Battling a rib injury he worried would prevent him from even teeing off in the final round, Hendry took the outright lead when he birdied the par-5 ninth and again separated himself from Scott and Flanagan when he moved to 12-under at the 10th.
Near misses at 11 and 13 kept the chasing pack close behind and when a flared tee shot at 15 led to just a par, Hendry’s momentum momentarily stalled.
On the back of a birdie at 14 and with a career record of playing the 15th hole in 17-under par in 17 visits, Scott seized the initiative when he lasered a 5-iron from 215 yards to 10 feet, the successful eagle putt moving him to 14-under and a two-shot advantage.
Even a bogey at the 72nd hole did nothing to close the ultimate margin of victory as Scott clinched the Joe Kirkwood Cup for a second time and his 30th win worldwide, a win he was beginning to wonder might never come again.
“It’s been a long time between drinks for me and maybe only once or twice did the thought cross my mind that I’ll never win again,” Scott admitted after ending a winning drought stretching back three years, nine months and 16 days to the WGC-Cadillac Championship in March 2016.
“It’s very difficult to win. I’m on the wrong side of this age thing now where these young guys are really good. I played some pretty good golf a couple weeks this year and fell short. You know, record setting scores.
“The courses are getting tougher, guys are playing good. Just being all right doesn’t really get you in, you’ve got to be pretty much sensational.”
Scott, Hendry and Wade Ormsby (T3) were the only players to complete all four rounds under par and while it was nice to advance his record to 19-under from 18 attempts with eagle at 15, Scott pointed to the par save as 12 as being just as important.
Scott’s tee shot finished beneath trees left of the fairway and stuck in a twisted mess of roots that necessitated a penalty drop just 20 metres further back, a putt from six feet the type of rescue mission ever winner needs on the final day.
“Six, seven and eight I thought just made the day hard for me because I had an opportunity to, I thought, kind of get a few in front and make it hard for everyone else, but I didn’t do well on those holes,” the 39-year-old admitted, his blemish at eight his only dropped shot until the final hole.
“And then 12 was a great save. As good as the eagle on 15 was, the par on 12 was equally good.”
Throughout the week Scott alluded to the need to break his winless streak in order to build towards an attempt at a second green jacket at The Masters in April, sharing the spoils of victory with his two children an added bonus.
“That will be fun for my daughter because she’s asked all year for a trophy, so I’ve not been able to deliver,” Scott said of his early Christmas present.
“So that will be fun for me tonight, see if that makes her happy.

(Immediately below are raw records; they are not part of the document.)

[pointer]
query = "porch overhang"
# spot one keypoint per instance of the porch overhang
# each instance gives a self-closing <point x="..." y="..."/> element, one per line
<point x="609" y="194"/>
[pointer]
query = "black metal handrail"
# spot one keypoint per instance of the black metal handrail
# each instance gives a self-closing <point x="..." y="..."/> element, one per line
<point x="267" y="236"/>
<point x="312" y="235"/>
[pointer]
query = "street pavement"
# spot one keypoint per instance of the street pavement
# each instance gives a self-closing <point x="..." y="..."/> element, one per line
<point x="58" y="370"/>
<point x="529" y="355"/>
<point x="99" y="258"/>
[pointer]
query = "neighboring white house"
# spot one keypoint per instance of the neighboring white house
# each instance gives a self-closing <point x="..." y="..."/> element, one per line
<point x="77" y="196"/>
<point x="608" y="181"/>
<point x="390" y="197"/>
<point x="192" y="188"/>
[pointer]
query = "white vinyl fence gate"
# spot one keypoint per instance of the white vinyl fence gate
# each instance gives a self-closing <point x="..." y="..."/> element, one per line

“It’s big for the confidence. I’ve seen what it’s done for me in the past; a win, you feel like you’re just never going to lose again, so you want to run with that while the confidence is up.
“Somehow I’ll have to think that in seven weeks when I step back onto the course in LA.
“At the end of 2012, I won the Masters in Melbourne and then off some good golf where I didn’t win and what that kicked me onto in ’13 and on.
“You know, there’s a lot of confidence from a win and I’ll look forward to enjoying that.
“There’s a long way to go, but it’s nice to have reassurance and the belief of winning.
“You want to be in contention and you want to find out how you feel and how you respond and I got some of that today.
“If I happen to be in that position someday at the Masters, I can draw on today and past experience, but this is a little more fresh than going back to 2016 and trying to remember how I felt.”
Despite dropped shots at 17 and 18 Hendry held on to finish outright second at 11-under par with 2017 Australian Open winner Cameron Davis, China’s Yuan Yechun, Ormsby, Flanagan and Min Woo Lee all locked together in a tie for third at 10-under par.